The algorithm keeps track of distances from the starting node to all nodes of the graph. Initially, the distance to the starting node is 0 and the distance to all other nodes in infinite. The algorithm reduces the distances by finding edges that shorten the paths until it is not possible to reduce any distance.
Let us consider how the Bellman–Ford algorithm works in the following graph:
Each node of the graph is assigned a distance. Initially, the distance to the starting node is 0, and the distance to all other nodes is infinite.
The algorithm searches for edges that reduce distances. First, all edges from node 1 reduce distances:
After this, edges 2 → 5 and 3 → 4 reduce distances:
After this, no edge can reduce any distance. This means that the distances are final, and we have successfully calculated the shortest distances from the starting node to all nodes of the graph.
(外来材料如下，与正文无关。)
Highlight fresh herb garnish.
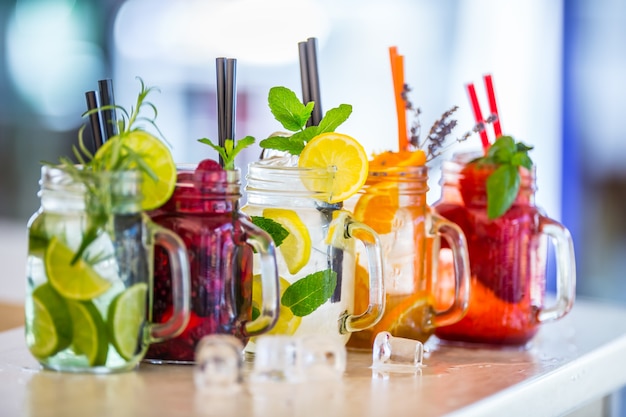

For example, the shortest distance 3 from node 1 to node 5 corresponds to the following path:
OI-Wiki的介绍,https://oi-wiki.org/graph/shortest-path/#bellman-ford-%E7%AE%97%E6%B3%95
如果最短路存在,一定存在一个不含环的最短路(思考这个事实的正确性) 边权,可正、可负。环,有零环、正环、负环。
# 题意:
从1到n的最短距离是多少,有重边,无法到达输出-1
# 思路:
跑Bellman-Ford
不需要建图,只是把所有的边存到结构体当中
循环n-1次,每一次都暴力把所有的边,进行松弛操作
在松弛操作的时候,要使用上一轮的bk[],否则会在当前这轮发生类似串联更新的现象
如果不使用备份,那么这一轮的迭代,更新后的结点,会直接影响他后面相连的结点。而实际上,后面的结点,其实不应该被他更新,因为这一轮轮不到他。
如果使用备份,后面的结点,就不会被错误的更新。
# 代码:
#include <bits/stdc++.h>
using namespace std;
struct Edge{
int a, b, w;
Edge(int _a = 0, int _b = 0, int _w = 0): a(_a), b(_b), w(_w){}
}edge[20010];
int n, m, d[2010], bk[2010];
void bellman_ford(){
memset(d, 0x3f, sizeof d);
d[1] = 0;
for (int i = 0; i < n - 1; i++){
memcpy(bk, d, sizeof bk);
for (int j = 0; j < m * 2; j++){
int a = edge[j].a, b = edge[j].b, w = edge[j].w;
d[b] = min(d[b], bk[a] + w);
}
}
}
int main(){
cin >> n >> m;
for (int i = 0; i < m * 2; i += 2){
int a, b, w;
cin >> a >> b >> w;
edge[i] = Edge(a, b, w), edge[i + 1] = Edge(b, a, w);
}
bellman_ford();
if (d[n] > 0x3f3f3f3f / 2) cout << -1 << '\n';
else cout << d[n] << '\n';
return 0;
}
// 使用vector建图,在枚举边的时候,暴力枚举所有的边
// 所有的边O(m),整体时间复杂度O(nm)
#include <bits/stdc++.h>
using namespace std;
typedef pair<int, int> PII;
vector<PII> h[2010];
int n, m, d[2010], bk[2010];
void bellman_ford(){
memset(d, 0x3f, sizeof d);
d[1] = 0;
for (int i = 0; i < n - 1; i++){
memcpy(bk, d, sizeof bk);
for (int j = 0; j < n; j++) // O(m)
for (auto x : h[j]){
int a = j, b = x.first, c = x.second;
d[b] = min(d[b], bk[a] + c);
}
}
}
int main(){
cin >> n >> m;
for (int i = 0; i < m; i++){
int a, b, c;
cin >> a >> b >> c;
h[a].push_back({b, c}); h[b].push_back({a, c});
}
bellman_ford();
if (d[n] > 0x3f3f3f3f / 2) cout << -1 << '\n';
else cout << d[n] << '\n';
return 0;
}
补充说明: 有负权回路的时候,不一定存在最短路。 如果负权回路,在最短路的路径上,那么影响。 如果负权回路,不在最短路的路径上,那么不影响。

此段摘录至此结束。